The Stockholm Convention is perhaps best understood as having five essential aims:

  1. Eliminate dangerous POPs, starting with the 12 worst
  2. Support the transition to safer alternatives
  3. Target additional POPs for action
  4. Cleanup old stockpiles and equipment containing POPs
  5. Work together for a POPs-free future
  • The Global Environmental Facility (GEF) is the designated interim financial mechanism for the Stockholm Convention.

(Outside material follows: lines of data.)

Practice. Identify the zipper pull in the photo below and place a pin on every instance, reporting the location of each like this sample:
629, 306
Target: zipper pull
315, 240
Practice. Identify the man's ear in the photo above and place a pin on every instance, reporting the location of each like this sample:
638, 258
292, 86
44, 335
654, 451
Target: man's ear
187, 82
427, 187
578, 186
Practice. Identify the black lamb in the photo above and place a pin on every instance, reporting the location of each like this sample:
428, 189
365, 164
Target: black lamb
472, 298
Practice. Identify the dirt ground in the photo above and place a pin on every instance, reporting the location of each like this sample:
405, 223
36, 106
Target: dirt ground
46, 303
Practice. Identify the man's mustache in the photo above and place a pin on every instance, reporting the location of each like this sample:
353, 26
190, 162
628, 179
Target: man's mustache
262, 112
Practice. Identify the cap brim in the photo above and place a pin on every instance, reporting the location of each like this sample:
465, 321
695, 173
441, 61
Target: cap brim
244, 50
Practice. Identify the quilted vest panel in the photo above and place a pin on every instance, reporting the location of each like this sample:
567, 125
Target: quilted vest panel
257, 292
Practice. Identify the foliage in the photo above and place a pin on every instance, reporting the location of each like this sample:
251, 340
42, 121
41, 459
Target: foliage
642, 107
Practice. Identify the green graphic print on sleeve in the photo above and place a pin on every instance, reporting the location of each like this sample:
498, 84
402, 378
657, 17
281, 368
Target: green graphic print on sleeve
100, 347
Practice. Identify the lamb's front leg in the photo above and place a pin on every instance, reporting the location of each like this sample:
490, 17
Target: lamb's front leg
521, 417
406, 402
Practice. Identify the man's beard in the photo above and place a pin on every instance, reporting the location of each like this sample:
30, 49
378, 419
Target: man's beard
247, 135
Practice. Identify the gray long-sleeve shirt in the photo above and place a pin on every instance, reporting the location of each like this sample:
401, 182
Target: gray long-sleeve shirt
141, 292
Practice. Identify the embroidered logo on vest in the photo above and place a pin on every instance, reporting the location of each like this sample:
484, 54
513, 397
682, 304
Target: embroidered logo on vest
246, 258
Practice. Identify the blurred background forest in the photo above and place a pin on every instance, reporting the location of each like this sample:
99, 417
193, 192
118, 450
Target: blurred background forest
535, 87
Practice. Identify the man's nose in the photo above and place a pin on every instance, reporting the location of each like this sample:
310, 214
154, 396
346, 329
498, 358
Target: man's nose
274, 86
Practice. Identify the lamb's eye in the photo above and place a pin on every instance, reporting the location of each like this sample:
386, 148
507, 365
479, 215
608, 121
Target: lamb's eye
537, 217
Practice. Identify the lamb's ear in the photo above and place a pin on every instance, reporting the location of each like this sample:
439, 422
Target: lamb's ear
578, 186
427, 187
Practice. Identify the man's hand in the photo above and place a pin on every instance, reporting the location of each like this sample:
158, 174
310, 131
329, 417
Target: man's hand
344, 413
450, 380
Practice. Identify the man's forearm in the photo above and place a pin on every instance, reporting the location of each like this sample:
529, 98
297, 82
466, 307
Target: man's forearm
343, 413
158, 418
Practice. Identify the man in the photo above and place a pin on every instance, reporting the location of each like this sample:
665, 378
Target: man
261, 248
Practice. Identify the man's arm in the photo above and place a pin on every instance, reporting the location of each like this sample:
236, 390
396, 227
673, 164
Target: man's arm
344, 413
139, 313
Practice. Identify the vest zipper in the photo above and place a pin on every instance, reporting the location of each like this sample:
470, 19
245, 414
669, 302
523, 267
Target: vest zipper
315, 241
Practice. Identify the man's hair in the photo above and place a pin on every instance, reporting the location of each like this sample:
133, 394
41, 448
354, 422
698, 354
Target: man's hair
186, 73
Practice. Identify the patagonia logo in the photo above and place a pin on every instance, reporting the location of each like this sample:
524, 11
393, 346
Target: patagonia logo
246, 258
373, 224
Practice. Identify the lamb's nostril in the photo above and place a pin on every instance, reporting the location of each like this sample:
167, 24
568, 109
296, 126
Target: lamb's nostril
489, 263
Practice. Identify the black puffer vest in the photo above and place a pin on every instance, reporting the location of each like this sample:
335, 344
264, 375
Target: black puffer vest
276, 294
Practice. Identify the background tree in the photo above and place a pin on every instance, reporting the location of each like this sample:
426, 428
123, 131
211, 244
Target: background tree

To read about the Basel Convention refer to Current Affairs of May 17, 2019


Kerala first state to tap into masala bond market

Paper : General Studies 3

Why in news?

  • Kerala has launched masala bonds of the state owned Kerala Infrastructure Investment Fund Board at the London Stock Exchange worth Rs 2,150 crore becoming the first Indian state to do so.
  • The proceeds of the bond issue will be used to partially rebuilding the infrastructure in Kerala after the devastation of the floods from last year.

What is a masala bond?

  • Masala bonds are bonds issued outside India but denominated in Indian Rupees, rather than the local currency. The term was used by the International Finance Corporation (IFC) to evoke the culture and cuisine of India.
  • Unlike dollar bonds, where the borrower takes the currency (Exchange rate) risk, masala bond makes the investors bear the risk. However, settlement of the bonds is done in dollars due to limited convertibility of the rupee
  • Offshore bonds have its own set of advantages and disadvantages for both the issuer and the investor as well as for the economy. Competition from offshore markets may induce improvements in domestic bonds markets such as strengthening of domestic market infrastructure, improving investor protection and removing tax distortions that hinder domestic market development etc.
  • Against these benefits come the risks associated with financial openness and sudden shifts in capital flows, and the risk that offshore markets may draw liquidity away from the domestic market.